Having this integration would need to be carefully considered but also a very natural progression. Let's assume you're traveling in your semi-autonomous vehicle and it breaks down, you ask Alexa to invoke your breakdown insurance, using the GPS of the car Alexa is able to tell the control centre where you are and advises that help with be with you in 30 minutes, you get text message with the confirmation & registration of the assigned support personnel. However you ask Alexa to speak with the control centre and she connects you to a human who has full context of your interaction and is able to quickly help you.

What a great experience that would be for the Customer AND Agent.

In addition to the customer experience, is the cost savings... as more and more people are turning to voice assistants having to switch to the PSTN is costly for the Customer and Business, using Alexa should mean for that interaction only the Connect cost is applicable, and for household brands this will means savings of Millions per year.

Voice Authentication

The balance between usability and security is an art and getting this wrong can make or break your business. When we call our bank today we are asked different questions to that of a mobile app (!in fact we are asked questions!, We just need to look at my iOS App). This level of complexity is outdated. It adds to Customer frustrations in addition to security failures which drives additional call volume, average handle time AND agent pressure.

Slowly we are seeing improvement in Voice biometrics and Pindrop did a demo on stage whereby the CIO of Pindrop, Vijay Balasubramaniyan, made a purchase and then his colleague tried to do the same transaction but 'alexa' denied the request.

Pindrop have a solution for Connect which is currently in Preview.

Current solutions provide a 'risk score' using 1000+ different indicators that the IVR and/or Agent can use to Authenticate the customer. As this improves over the years with solutions like Passport this will reduce inbound phone fraud and customer frustrations... will we get to 100% confidence on 95%+ of interactions?

Global resilience

Designing enterprise scale systems is hard, building them in your own Data Centres is very hard and in today's world it doesn't differentiate yourself from the competition. Using a Cloud Computing solutions like AWS, G-Cloud and Azure gives you incredible amount of options to get it right (and wrong!)

Enter Werner and this instant classic:

Amazon Connect is 'server-less' in that you have no servers to manage, patch or ensure they are up and working. Amazon do all that heavy lifting for you! and they do that all within a Region.

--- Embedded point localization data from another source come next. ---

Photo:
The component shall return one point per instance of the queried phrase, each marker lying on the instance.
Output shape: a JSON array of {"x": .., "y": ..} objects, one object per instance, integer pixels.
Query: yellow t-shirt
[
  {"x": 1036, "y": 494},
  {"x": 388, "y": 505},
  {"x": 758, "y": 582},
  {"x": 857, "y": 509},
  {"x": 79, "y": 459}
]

A Region is a Geo-graphic location such as London / Paris / Oregon and these Regions have Availability Zones (AZs) and AZ = A Data Centre... so a Region is highly available and thus so is Amazon Connect.

Learn more by reading this amazing post by Amazon's Adrian Hornsby, The quest for availability.

However... the bar is always rising and so we need to plan for failure of a Region. Amazon have been releasing some features to support this in stages over the last few months but right now its very manual.

I hope Amazon are working towards the goal of seamless synchronization between regions. This is not such a crazy ask, as AWS have been raising the bar on their flagship DynamoDB solution that now supports Global Tables.

The App economy

Amazon have already started to release quick starts which I've talked about before here.

Getting this right is going to commoditise the contact centre which has been going through a slow and painful transition over the last few years. I'm sure there is already a huge amount of work on the table for Amazon and this one will get allot more love and attention in the coming months/years.

Amazon Connect is well poised to disrupt, but Contact Centres are a mesh of complex processes, people and technologies, yes 'voice' is on the decline and has been for many years, this is being replaced by increasing customer demands and with Connect, AWS and its partners, are well poised to be a key enabler in any companies strategy.